I was really torn but ended up buying a little budapest cock - I'll know today if I'm getting a hen as well (the gentleman who owned him was going home to check). There was a little froggy gansel/budapest cross that I REALLY wanted but this really nice guy Mike from San Diego (who has tons of birds) ended up buying him and promised to let me have a baby when he gets them.

Anyway, EVERYBODY there was so nice and so helpful, everyone seemed so excited to talk to a newcomer about their birds and particular breeds. I think if you have never been to a show, YOU MUST GO! I had no idea it would be so great. It was so worth the trip, I saw so much, learned so much, and made some great new friends. 

My absolute favorite birds from the show?
A tall, dark and handsome pure black Brunner Pouter. Oh my gosh, so handsome! I attached a crappy picture from my phone. And the little gansel/budapest cross. He had some beautiful markings.


----------



## Maggie-NC

Kari, many thanks for your description of what you saw. I felt like I was there with you. I agree the black pouter is one gorgeous pigeon. Looking forward to seeing pictures of the one you bought. I'm so glad you had fun but hate you didn't get to meet Terry, George, Margaret and John.


----------



## TAWhatley

*Photos From The Pageant*

I had a lot of technical difficulty (batteries failing almost instantly) and operator error problems today (had the resolution set so high that I ran out of memory in the camera), so I didn't get my usual bunches and bunches of photos .. hopefully some of our other members who attended will be posting the photos they took. There were tons of small breeds that I didn't even have a chance to photograph before I was out of memory and batteries today, so I hope somebody else got pics of them and the rest that I missed. Anyway, here's what I did manage to get today:

2008 Pageant Of Pigeons

As always, I managed to NOT get the breed written down but will work on the missing captions over the weekend. Feel free to help on those if you can!

Terry


----------



## TAWhatley

Karijo, I am SO glad you got to attend and enjoyed yourself so much! I'm very sorry you didn't get to meet any of the members aside from Rena, but at least you met Rena! Congrats on your new feathered family member! I can't wait to see the pictures you took!

I also got lots of Fantail butts in my face today .. they were very uncooperative, but certainly very beautiful.

May I share what you posted with the Los Angeles Pigeon Club? They are the folks who go to such effort and expense each year to put on the Pageant Of Pigeons, and I think they would enjoy and appreciate what you wrote.

Terry


----------



## karijo

Hi Terry!

Of course you can share what I wrote!!

I really had such a wonderful time and have much appreciation and gratitude for the people who put the show together. Honestly, even more than the pigeons was the friendliness and helpfulness of the people there that made the show so special.

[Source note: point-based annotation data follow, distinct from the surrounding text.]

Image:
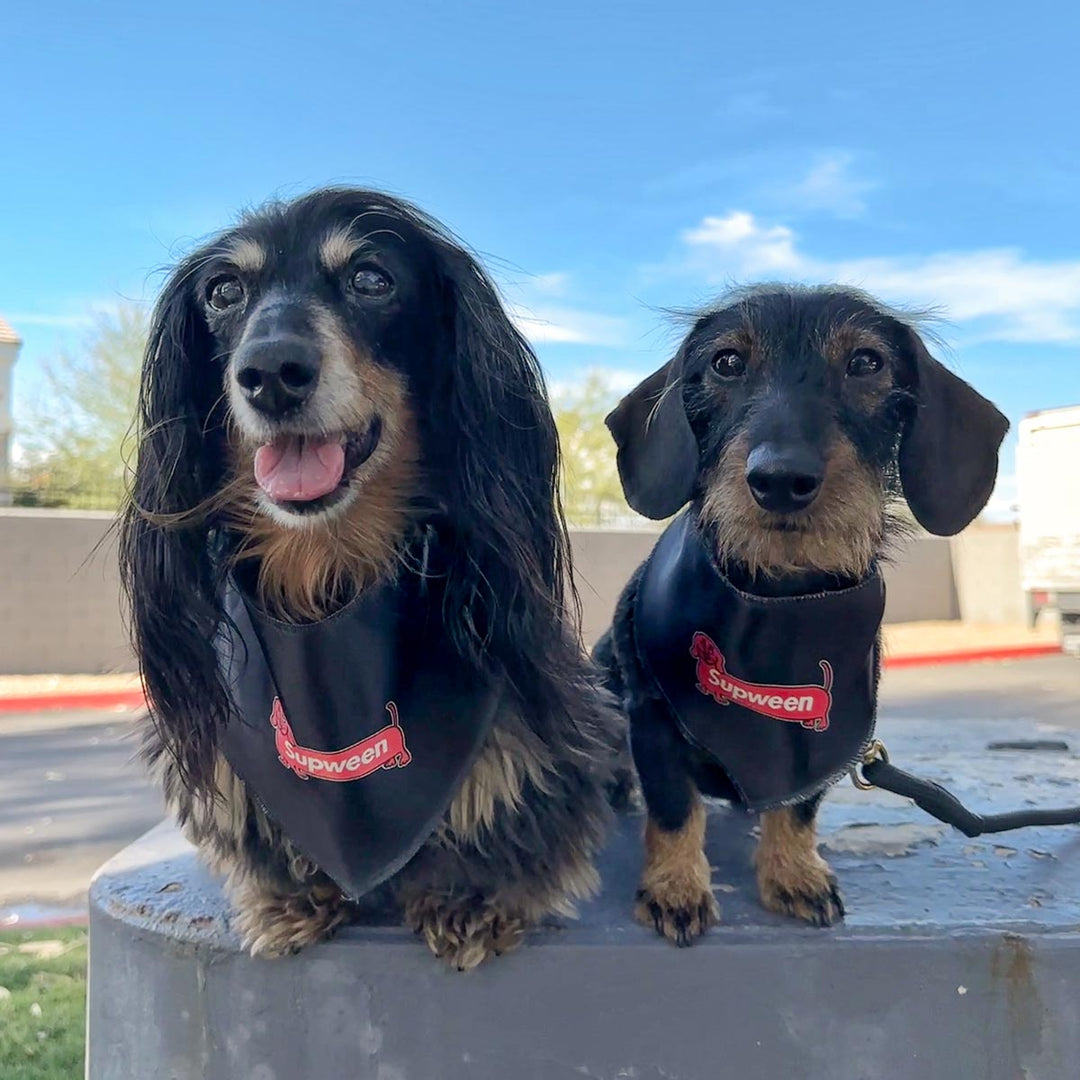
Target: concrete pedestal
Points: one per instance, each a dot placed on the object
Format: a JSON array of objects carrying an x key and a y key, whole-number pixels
[{"x": 959, "y": 960}]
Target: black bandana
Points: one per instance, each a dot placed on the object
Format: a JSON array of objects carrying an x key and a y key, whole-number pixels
[
  {"x": 355, "y": 732},
  {"x": 780, "y": 691}
]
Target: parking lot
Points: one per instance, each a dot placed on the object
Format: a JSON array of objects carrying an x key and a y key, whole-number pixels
[{"x": 73, "y": 792}]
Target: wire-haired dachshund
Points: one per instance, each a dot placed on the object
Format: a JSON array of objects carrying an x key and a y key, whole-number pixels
[
  {"x": 329, "y": 388},
  {"x": 794, "y": 421}
]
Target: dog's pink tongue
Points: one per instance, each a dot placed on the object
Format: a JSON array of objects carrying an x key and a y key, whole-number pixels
[{"x": 299, "y": 470}]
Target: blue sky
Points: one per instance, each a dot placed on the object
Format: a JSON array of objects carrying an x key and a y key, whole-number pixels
[{"x": 609, "y": 159}]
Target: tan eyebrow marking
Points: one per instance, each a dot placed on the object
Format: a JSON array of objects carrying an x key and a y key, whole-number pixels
[
  {"x": 245, "y": 254},
  {"x": 338, "y": 247}
]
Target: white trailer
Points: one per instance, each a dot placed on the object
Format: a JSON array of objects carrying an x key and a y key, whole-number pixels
[{"x": 1048, "y": 477}]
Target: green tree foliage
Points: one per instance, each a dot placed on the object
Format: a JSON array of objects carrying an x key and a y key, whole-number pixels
[
  {"x": 592, "y": 494},
  {"x": 73, "y": 436}
]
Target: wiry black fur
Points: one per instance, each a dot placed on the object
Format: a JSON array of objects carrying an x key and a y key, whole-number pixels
[
  {"x": 917, "y": 431},
  {"x": 489, "y": 458}
]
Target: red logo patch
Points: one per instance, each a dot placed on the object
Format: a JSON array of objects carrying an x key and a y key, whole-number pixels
[
  {"x": 808, "y": 705},
  {"x": 385, "y": 750}
]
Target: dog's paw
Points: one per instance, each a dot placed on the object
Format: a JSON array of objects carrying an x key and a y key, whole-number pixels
[
  {"x": 679, "y": 910},
  {"x": 464, "y": 931},
  {"x": 273, "y": 925},
  {"x": 808, "y": 892}
]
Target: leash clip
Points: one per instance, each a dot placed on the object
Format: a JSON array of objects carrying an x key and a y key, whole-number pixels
[{"x": 876, "y": 752}]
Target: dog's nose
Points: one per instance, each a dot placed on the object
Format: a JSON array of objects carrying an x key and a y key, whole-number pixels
[
  {"x": 278, "y": 375},
  {"x": 784, "y": 480}
]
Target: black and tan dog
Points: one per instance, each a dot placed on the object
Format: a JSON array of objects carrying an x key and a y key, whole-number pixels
[
  {"x": 792, "y": 420},
  {"x": 332, "y": 392}
]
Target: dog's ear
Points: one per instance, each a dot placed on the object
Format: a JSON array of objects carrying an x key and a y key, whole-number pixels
[
  {"x": 495, "y": 445},
  {"x": 657, "y": 451},
  {"x": 169, "y": 578},
  {"x": 948, "y": 450}
]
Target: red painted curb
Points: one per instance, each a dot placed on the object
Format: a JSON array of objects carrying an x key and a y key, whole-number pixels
[
  {"x": 974, "y": 656},
  {"x": 99, "y": 699}
]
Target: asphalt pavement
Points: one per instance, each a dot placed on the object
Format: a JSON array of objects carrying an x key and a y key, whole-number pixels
[{"x": 72, "y": 792}]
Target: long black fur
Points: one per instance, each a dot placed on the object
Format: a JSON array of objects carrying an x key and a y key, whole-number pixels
[{"x": 490, "y": 461}]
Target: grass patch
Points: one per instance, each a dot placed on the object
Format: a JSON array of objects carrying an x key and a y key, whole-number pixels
[{"x": 42, "y": 1003}]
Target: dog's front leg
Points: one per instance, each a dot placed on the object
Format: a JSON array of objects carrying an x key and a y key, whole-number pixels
[
  {"x": 792, "y": 877},
  {"x": 675, "y": 895},
  {"x": 273, "y": 918},
  {"x": 280, "y": 901},
  {"x": 516, "y": 847}
]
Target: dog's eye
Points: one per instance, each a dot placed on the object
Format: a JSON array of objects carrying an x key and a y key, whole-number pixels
[
  {"x": 865, "y": 362},
  {"x": 729, "y": 364},
  {"x": 372, "y": 281},
  {"x": 225, "y": 293}
]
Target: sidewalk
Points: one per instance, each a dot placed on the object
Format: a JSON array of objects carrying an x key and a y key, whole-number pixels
[{"x": 906, "y": 645}]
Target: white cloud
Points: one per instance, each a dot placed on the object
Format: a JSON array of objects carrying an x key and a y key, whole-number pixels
[
  {"x": 35, "y": 319},
  {"x": 550, "y": 284},
  {"x": 617, "y": 380},
  {"x": 1009, "y": 296},
  {"x": 555, "y": 325},
  {"x": 828, "y": 186},
  {"x": 534, "y": 306}
]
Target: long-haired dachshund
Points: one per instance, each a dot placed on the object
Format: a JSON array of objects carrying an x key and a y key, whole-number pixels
[
  {"x": 792, "y": 420},
  {"x": 326, "y": 387}
]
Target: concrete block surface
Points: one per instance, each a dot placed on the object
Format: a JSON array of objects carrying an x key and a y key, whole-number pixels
[{"x": 959, "y": 960}]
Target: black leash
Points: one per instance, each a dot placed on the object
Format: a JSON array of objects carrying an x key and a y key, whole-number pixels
[{"x": 944, "y": 806}]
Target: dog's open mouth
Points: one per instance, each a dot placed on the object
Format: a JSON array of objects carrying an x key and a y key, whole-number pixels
[{"x": 307, "y": 473}]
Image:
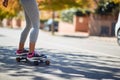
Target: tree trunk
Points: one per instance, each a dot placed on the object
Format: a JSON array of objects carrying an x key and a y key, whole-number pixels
[{"x": 52, "y": 27}]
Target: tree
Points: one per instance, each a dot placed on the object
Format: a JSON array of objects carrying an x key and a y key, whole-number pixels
[
  {"x": 11, "y": 11},
  {"x": 54, "y": 5}
]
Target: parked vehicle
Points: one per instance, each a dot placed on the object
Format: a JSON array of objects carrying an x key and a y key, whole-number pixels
[
  {"x": 117, "y": 29},
  {"x": 49, "y": 23}
]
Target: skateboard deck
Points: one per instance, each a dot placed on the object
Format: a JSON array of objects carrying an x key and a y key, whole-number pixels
[{"x": 35, "y": 61}]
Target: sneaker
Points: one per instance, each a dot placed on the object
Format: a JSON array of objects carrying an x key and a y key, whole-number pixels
[
  {"x": 21, "y": 52},
  {"x": 35, "y": 56}
]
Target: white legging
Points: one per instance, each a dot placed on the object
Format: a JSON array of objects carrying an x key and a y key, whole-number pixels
[{"x": 32, "y": 20}]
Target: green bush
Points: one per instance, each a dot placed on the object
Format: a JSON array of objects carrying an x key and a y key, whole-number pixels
[{"x": 106, "y": 8}]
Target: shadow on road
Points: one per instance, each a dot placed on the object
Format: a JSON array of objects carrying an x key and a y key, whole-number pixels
[{"x": 64, "y": 65}]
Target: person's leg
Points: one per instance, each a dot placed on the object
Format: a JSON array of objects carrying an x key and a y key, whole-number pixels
[
  {"x": 25, "y": 32},
  {"x": 32, "y": 11}
]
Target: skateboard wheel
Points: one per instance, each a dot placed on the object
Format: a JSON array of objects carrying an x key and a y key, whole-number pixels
[
  {"x": 36, "y": 63},
  {"x": 18, "y": 59},
  {"x": 47, "y": 62}
]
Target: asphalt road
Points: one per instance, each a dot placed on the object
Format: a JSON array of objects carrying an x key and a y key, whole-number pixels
[{"x": 72, "y": 58}]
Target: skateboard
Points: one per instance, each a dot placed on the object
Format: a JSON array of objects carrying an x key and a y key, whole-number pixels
[{"x": 42, "y": 59}]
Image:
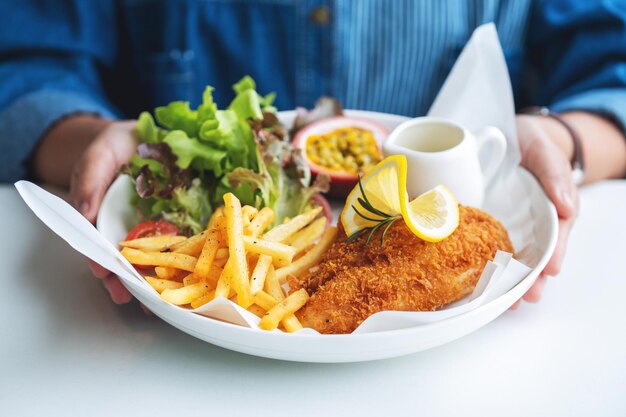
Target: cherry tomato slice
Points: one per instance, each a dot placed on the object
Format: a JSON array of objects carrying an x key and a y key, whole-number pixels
[{"x": 152, "y": 228}]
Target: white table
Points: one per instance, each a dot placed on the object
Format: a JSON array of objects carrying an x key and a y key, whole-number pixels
[{"x": 65, "y": 349}]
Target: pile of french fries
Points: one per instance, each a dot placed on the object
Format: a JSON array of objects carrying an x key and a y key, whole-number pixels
[{"x": 236, "y": 258}]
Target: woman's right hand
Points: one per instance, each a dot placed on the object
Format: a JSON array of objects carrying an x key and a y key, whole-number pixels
[{"x": 85, "y": 153}]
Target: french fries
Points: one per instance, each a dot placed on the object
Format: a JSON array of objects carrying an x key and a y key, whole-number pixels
[{"x": 237, "y": 259}]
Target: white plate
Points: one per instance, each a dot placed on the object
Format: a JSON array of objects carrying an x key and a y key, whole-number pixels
[{"x": 117, "y": 216}]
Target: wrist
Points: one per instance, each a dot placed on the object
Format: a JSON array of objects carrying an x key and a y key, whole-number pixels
[
  {"x": 565, "y": 135},
  {"x": 62, "y": 145}
]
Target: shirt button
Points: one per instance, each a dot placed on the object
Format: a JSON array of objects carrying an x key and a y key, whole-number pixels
[{"x": 320, "y": 15}]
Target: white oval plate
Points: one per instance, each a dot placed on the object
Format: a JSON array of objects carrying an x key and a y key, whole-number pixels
[{"x": 117, "y": 216}]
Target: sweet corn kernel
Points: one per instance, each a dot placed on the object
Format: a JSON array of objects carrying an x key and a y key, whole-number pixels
[{"x": 348, "y": 149}]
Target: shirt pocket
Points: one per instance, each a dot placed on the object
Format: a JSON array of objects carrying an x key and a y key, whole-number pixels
[{"x": 166, "y": 76}]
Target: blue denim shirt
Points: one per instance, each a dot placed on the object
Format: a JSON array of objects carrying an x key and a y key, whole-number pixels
[{"x": 117, "y": 58}]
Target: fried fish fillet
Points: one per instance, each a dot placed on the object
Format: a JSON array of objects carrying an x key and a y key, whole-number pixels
[{"x": 354, "y": 281}]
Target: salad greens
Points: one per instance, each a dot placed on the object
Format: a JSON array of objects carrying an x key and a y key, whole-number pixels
[{"x": 188, "y": 159}]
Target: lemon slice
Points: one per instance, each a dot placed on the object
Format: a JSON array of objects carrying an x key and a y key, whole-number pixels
[{"x": 432, "y": 216}]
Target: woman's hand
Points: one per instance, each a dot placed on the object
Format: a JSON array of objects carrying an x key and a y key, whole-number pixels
[
  {"x": 547, "y": 149},
  {"x": 546, "y": 153},
  {"x": 85, "y": 153}
]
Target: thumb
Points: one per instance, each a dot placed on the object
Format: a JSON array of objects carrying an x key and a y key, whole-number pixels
[{"x": 98, "y": 166}]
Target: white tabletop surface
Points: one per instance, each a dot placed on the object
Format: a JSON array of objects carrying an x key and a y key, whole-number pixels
[{"x": 66, "y": 349}]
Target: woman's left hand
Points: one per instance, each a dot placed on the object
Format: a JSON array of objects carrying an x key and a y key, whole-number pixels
[{"x": 545, "y": 158}]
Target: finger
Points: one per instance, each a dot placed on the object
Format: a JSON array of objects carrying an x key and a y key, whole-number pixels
[
  {"x": 553, "y": 267},
  {"x": 533, "y": 295},
  {"x": 98, "y": 167},
  {"x": 554, "y": 173},
  {"x": 90, "y": 179},
  {"x": 97, "y": 270},
  {"x": 119, "y": 294}
]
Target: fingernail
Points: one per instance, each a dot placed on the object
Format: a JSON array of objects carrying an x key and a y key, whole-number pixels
[
  {"x": 83, "y": 208},
  {"x": 567, "y": 200}
]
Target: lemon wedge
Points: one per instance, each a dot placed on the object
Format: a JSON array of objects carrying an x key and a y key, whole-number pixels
[{"x": 381, "y": 197}]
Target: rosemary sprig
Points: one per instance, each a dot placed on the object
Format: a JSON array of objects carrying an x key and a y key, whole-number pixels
[{"x": 382, "y": 219}]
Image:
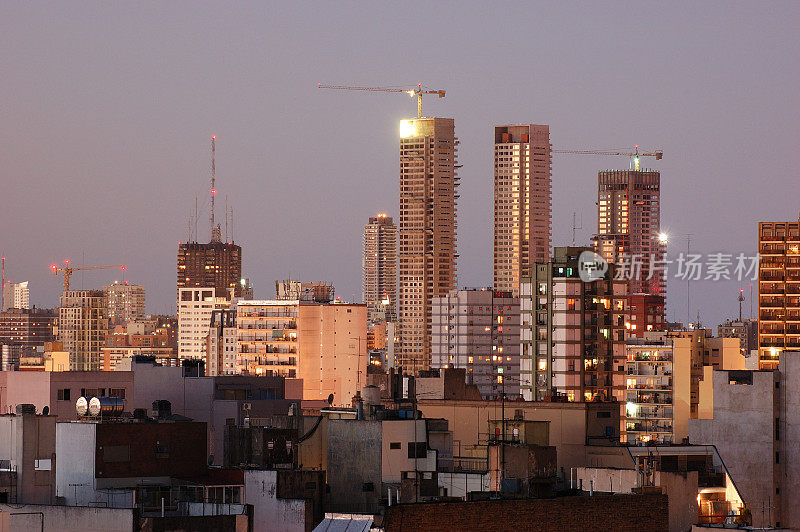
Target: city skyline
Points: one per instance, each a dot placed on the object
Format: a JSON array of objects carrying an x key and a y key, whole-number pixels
[{"x": 149, "y": 142}]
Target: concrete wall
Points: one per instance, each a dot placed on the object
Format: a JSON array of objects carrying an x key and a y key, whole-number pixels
[
  {"x": 469, "y": 421},
  {"x": 681, "y": 490},
  {"x": 743, "y": 430},
  {"x": 395, "y": 461},
  {"x": 269, "y": 512},
  {"x": 460, "y": 484},
  {"x": 354, "y": 458},
  {"x": 789, "y": 468},
  {"x": 69, "y": 519},
  {"x": 20, "y": 387},
  {"x": 75, "y": 472}
]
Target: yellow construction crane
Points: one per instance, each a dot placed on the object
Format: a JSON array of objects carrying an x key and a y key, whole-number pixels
[
  {"x": 67, "y": 270},
  {"x": 634, "y": 157},
  {"x": 418, "y": 92}
]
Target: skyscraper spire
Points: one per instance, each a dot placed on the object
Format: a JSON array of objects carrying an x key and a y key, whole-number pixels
[{"x": 215, "y": 229}]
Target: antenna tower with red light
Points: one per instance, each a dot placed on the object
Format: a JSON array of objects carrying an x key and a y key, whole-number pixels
[{"x": 216, "y": 232}]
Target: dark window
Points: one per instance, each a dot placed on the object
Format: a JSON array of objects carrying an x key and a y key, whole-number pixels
[
  {"x": 117, "y": 392},
  {"x": 162, "y": 451},
  {"x": 418, "y": 449},
  {"x": 117, "y": 453}
]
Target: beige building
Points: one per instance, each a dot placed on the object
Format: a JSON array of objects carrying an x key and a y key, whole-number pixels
[
  {"x": 522, "y": 208},
  {"x": 322, "y": 344},
  {"x": 572, "y": 332},
  {"x": 669, "y": 381},
  {"x": 125, "y": 302},
  {"x": 195, "y": 306},
  {"x": 778, "y": 290},
  {"x": 83, "y": 327},
  {"x": 427, "y": 252},
  {"x": 380, "y": 263},
  {"x": 478, "y": 330},
  {"x": 16, "y": 295},
  {"x": 628, "y": 226}
]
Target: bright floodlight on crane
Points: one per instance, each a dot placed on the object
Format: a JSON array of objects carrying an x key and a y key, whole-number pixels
[
  {"x": 418, "y": 91},
  {"x": 68, "y": 270}
]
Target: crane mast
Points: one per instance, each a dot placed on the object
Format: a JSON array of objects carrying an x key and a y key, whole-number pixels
[
  {"x": 633, "y": 156},
  {"x": 68, "y": 270},
  {"x": 418, "y": 91}
]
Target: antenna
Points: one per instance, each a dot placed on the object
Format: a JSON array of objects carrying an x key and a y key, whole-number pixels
[
  {"x": 215, "y": 232},
  {"x": 741, "y": 299},
  {"x": 574, "y": 226}
]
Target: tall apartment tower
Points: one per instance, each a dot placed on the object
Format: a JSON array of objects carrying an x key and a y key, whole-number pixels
[
  {"x": 427, "y": 229},
  {"x": 522, "y": 202},
  {"x": 380, "y": 262},
  {"x": 216, "y": 265},
  {"x": 628, "y": 224},
  {"x": 83, "y": 327},
  {"x": 572, "y": 332},
  {"x": 16, "y": 295},
  {"x": 778, "y": 291},
  {"x": 125, "y": 302}
]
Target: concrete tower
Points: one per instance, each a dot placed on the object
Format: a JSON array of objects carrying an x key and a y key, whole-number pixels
[{"x": 427, "y": 254}]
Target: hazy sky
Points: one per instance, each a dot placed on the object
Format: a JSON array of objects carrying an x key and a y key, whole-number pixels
[{"x": 107, "y": 110}]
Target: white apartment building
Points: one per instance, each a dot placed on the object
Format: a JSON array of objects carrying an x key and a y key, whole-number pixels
[
  {"x": 195, "y": 306},
  {"x": 478, "y": 330}
]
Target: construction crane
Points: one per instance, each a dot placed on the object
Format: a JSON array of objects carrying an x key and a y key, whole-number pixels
[
  {"x": 418, "y": 92},
  {"x": 68, "y": 270},
  {"x": 634, "y": 157}
]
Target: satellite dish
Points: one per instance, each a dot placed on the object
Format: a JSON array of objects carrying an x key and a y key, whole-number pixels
[{"x": 82, "y": 406}]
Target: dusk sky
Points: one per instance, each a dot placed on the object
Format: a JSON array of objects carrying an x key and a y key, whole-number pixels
[{"x": 108, "y": 109}]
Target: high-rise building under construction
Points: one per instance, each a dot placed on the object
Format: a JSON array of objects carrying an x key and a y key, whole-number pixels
[
  {"x": 380, "y": 263},
  {"x": 522, "y": 202},
  {"x": 427, "y": 231},
  {"x": 215, "y": 265}
]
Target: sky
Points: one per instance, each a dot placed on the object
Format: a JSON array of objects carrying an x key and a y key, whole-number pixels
[{"x": 107, "y": 111}]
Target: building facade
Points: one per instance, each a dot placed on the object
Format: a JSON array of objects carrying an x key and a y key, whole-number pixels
[
  {"x": 628, "y": 227},
  {"x": 427, "y": 232},
  {"x": 572, "y": 332},
  {"x": 16, "y": 295},
  {"x": 125, "y": 302},
  {"x": 195, "y": 306},
  {"x": 325, "y": 345},
  {"x": 380, "y": 263},
  {"x": 83, "y": 327},
  {"x": 478, "y": 330},
  {"x": 778, "y": 290},
  {"x": 522, "y": 202},
  {"x": 221, "y": 348},
  {"x": 215, "y": 265}
]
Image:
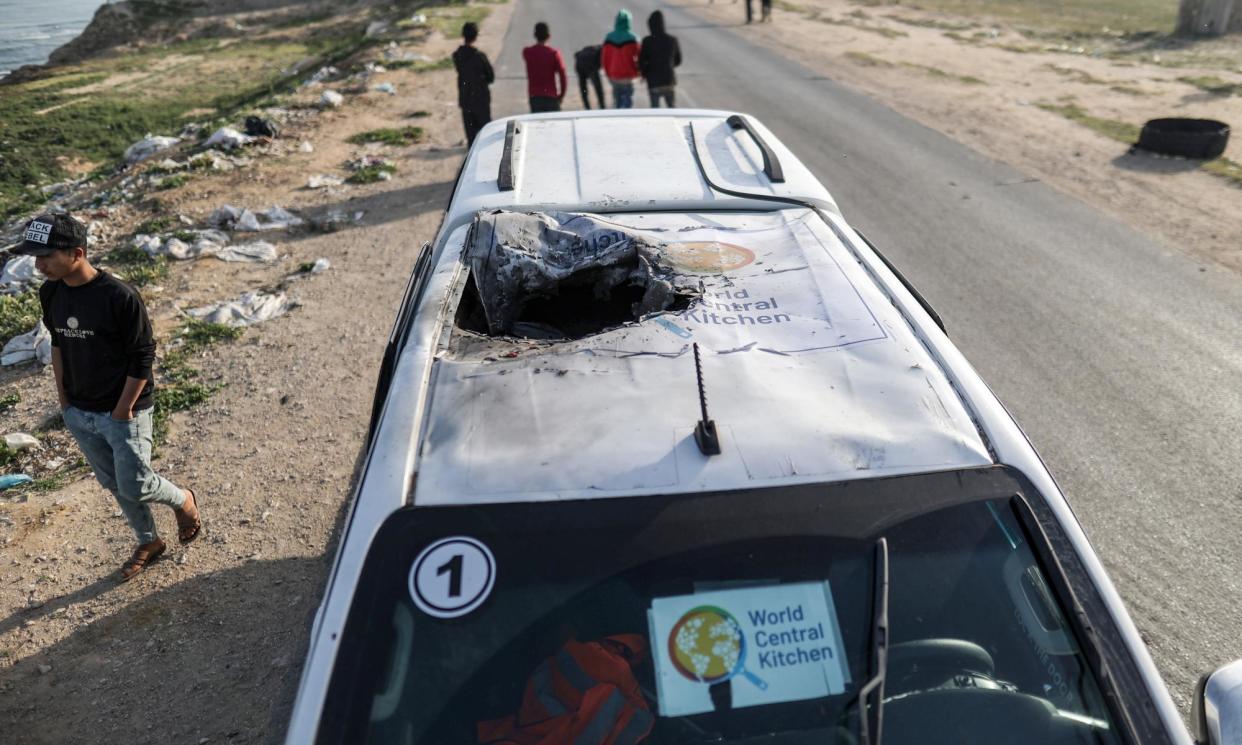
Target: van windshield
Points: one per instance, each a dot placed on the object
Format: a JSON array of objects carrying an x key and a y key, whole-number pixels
[{"x": 738, "y": 617}]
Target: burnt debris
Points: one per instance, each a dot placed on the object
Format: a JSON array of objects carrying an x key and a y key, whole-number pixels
[{"x": 563, "y": 276}]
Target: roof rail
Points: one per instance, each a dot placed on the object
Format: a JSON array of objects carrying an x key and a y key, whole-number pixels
[
  {"x": 771, "y": 164},
  {"x": 504, "y": 178}
]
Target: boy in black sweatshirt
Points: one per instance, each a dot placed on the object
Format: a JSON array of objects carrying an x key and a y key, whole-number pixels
[
  {"x": 102, "y": 354},
  {"x": 657, "y": 57}
]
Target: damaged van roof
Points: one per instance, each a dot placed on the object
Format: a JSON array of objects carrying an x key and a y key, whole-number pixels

You can tell they really love their birds, and everyone was just so willing to share information - it was great! 

Seeing the birds in person really helped me in figuring out what breeds I would like to keep someday.

I would love a loft of the smaller breeds like budapests, gansels, figuritas, and pigmy pouters. And a second loft (or divided) for Lahores (the smaller older style type), Brunner Pouters, and Satinettes. 

I am so very much looking forward to my next show!!!


----------



## pdpbison

Awwwww....sounds wonderful...wish I ould have made it.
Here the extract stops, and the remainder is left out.